O universo do seu corpo
Começando do alto, o que há é um céu com dois fachos luminosos, intensos, maravilhosamente brilhantes e envoltos em uma cachoeira negra que, como um véu entorna esses luzeiros incessantes e compõem admirável cena. E tal composição fica em sedosa nuvem, formando uma incansavelmente bela paisagem que, não fossem mais belezas a que se admirar, havia de manter inerte o poeta. Estrelas cintilam logo abaixo, ordenadas, brancas, puras, como marfim...

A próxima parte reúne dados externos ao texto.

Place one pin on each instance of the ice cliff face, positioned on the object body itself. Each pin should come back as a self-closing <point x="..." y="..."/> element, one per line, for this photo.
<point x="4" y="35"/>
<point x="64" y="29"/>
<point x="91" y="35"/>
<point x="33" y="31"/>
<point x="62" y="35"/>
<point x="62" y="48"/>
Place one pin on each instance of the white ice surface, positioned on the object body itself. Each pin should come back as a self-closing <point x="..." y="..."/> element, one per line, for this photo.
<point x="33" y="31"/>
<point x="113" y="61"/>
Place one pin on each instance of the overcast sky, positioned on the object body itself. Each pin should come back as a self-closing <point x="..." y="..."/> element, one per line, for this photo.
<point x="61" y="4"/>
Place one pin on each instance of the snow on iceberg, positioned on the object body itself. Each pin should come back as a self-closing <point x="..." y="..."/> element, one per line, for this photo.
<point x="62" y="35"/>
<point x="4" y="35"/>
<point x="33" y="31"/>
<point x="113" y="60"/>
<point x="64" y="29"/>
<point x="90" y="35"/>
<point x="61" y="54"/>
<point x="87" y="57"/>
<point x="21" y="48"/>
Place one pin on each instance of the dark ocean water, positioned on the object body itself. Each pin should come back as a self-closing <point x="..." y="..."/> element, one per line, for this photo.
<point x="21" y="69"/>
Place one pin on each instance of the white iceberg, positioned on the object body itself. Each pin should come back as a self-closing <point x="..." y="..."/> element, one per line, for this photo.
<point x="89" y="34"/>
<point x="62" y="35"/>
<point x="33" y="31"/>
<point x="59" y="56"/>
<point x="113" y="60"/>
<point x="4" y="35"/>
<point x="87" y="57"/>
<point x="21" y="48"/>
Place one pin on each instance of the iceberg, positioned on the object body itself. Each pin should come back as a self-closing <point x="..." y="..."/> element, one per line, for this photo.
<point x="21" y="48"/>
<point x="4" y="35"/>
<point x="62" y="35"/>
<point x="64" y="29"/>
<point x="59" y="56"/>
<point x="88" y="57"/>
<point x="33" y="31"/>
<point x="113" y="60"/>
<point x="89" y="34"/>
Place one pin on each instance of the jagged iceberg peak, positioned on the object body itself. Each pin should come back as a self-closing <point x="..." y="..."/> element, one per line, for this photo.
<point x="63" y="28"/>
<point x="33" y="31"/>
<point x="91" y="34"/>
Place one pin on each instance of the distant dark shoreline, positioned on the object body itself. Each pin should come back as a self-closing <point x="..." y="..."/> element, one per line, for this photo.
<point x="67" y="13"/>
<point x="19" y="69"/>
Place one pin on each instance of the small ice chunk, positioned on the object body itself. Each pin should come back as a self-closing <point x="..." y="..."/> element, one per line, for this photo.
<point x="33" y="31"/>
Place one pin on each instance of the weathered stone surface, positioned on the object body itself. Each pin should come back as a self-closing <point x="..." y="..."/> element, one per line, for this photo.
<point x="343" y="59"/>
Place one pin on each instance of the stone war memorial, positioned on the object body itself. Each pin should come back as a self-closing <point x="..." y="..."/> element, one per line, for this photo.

E, descendo do céu, chega-se então à terra, e baixando pela escarpada o que se avoluma são duas elevações, montanhas firmes que pedem a escalada, que não põem medo, mas que atraem pela beleza, pela leveza, pela disposição perfeita. Montes que podem ser prazerosamente circundados, escalados, transpostos...
Vencidos os montes, minha visão percorre em seguida um planalto, e o cerrado que sobre ele se dispõe não é seco, mas sedoso, macio de se percorrer. E o perfume que rescinde remete às mais exóticas flores, jamais vistas ou conhecidas, porém sonhadas.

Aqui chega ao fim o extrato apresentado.